So have I become northern - the premise of this blog when I first started it in 2007? Well, truth be told, vowel-shifts and blood-thickening aside, I can never be northern. Ten years is not enough. It takes generations - like so many of the people who live around me here - and I can't compete with that. Yet there is no doubt that I love this place, despite the wind and rain and its remoteness to so much of the rest of my southern and European life. Somehow it enters your soul. The best I can come up with right now is that I feel as much at home up here now as I do down south - and there are a great many things that I prefer about life up here. My range of friends is hugely diverse, people are friendly and down-to-earth, I breathe clean air and I travel around more freely.
The down sides are that I am a long way from my ever-ageing parents and mother-in-law, my brother and all my other friends and relatives; we are a long way from the sea and further away from the European continent - a far cry from my former lives in the Alps, the Pyrenees, Milan, Padua and Paris.

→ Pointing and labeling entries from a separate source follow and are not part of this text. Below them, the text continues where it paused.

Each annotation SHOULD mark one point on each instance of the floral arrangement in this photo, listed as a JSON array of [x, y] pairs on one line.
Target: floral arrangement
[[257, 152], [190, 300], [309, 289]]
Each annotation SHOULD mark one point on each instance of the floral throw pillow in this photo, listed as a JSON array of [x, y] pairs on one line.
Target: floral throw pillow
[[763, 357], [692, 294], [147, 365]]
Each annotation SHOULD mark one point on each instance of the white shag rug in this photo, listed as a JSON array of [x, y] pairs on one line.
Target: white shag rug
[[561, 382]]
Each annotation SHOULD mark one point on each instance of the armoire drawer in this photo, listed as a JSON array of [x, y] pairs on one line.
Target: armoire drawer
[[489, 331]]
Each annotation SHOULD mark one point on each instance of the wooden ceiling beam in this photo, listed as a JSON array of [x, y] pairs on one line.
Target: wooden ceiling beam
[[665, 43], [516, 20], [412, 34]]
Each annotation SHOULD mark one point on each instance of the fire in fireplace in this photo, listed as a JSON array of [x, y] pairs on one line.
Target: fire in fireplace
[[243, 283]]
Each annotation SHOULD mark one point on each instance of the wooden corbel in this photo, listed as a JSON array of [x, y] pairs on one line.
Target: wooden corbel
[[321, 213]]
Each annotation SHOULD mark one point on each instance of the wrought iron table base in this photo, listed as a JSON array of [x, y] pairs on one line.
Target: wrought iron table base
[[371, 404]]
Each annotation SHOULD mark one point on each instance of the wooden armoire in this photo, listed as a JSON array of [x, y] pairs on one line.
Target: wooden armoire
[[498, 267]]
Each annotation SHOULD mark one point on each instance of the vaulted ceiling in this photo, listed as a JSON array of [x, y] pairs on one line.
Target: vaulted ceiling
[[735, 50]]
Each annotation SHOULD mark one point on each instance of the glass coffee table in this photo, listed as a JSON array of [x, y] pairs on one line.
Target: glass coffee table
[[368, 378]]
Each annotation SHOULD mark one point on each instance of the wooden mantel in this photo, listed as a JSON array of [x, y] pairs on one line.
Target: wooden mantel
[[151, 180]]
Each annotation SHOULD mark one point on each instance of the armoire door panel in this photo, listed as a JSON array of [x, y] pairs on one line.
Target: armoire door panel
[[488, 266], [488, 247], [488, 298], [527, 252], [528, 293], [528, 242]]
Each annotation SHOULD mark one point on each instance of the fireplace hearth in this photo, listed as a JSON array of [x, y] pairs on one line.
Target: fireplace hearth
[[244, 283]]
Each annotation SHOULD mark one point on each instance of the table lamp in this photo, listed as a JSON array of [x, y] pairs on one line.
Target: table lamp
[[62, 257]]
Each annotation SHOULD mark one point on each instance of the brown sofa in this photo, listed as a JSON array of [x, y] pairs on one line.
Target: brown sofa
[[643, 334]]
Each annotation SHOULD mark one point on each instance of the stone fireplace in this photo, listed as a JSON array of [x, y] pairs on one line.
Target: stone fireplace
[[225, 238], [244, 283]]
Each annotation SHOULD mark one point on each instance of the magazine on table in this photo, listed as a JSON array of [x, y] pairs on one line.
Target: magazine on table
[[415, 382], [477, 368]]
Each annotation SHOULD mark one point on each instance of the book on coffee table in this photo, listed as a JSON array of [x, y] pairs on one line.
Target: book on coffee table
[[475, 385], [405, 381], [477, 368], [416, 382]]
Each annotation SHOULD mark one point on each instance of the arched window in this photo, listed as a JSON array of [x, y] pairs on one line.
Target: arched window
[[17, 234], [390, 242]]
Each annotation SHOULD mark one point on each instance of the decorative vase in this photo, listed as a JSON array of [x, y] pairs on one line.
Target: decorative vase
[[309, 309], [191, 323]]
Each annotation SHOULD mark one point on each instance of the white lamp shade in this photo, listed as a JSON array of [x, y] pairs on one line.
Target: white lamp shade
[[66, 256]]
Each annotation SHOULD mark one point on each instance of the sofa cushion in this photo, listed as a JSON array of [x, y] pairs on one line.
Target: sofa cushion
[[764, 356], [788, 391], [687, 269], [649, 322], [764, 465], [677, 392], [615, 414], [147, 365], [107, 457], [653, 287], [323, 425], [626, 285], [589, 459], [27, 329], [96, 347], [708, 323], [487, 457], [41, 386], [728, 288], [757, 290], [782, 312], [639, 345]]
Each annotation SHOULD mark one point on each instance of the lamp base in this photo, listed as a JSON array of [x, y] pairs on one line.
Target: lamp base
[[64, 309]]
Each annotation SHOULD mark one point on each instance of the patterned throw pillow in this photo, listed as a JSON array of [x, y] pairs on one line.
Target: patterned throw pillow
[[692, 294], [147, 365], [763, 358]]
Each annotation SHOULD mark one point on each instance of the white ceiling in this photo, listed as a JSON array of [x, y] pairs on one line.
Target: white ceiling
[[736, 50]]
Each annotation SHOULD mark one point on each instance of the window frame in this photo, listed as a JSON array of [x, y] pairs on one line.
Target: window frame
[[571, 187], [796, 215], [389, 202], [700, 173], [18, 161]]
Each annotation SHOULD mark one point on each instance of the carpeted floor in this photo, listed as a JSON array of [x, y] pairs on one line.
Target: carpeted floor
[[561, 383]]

Yet every day that I wake up and see the immutable views of Combs Moss or Eccles Pike and Kinder Scout from my windows, I feel lucky to be alive. And that, truly, is something worth moving for.
Comments
I've come to realise that familiarity, through repetition of the daily comings and goings is even more powerful than the associations we have through so called special times in our lives.
That said, the landscape of the Peaks is truly special - there's a deep and centred quality in its very bleakness - no veneer to it's beauty. I love it very much too.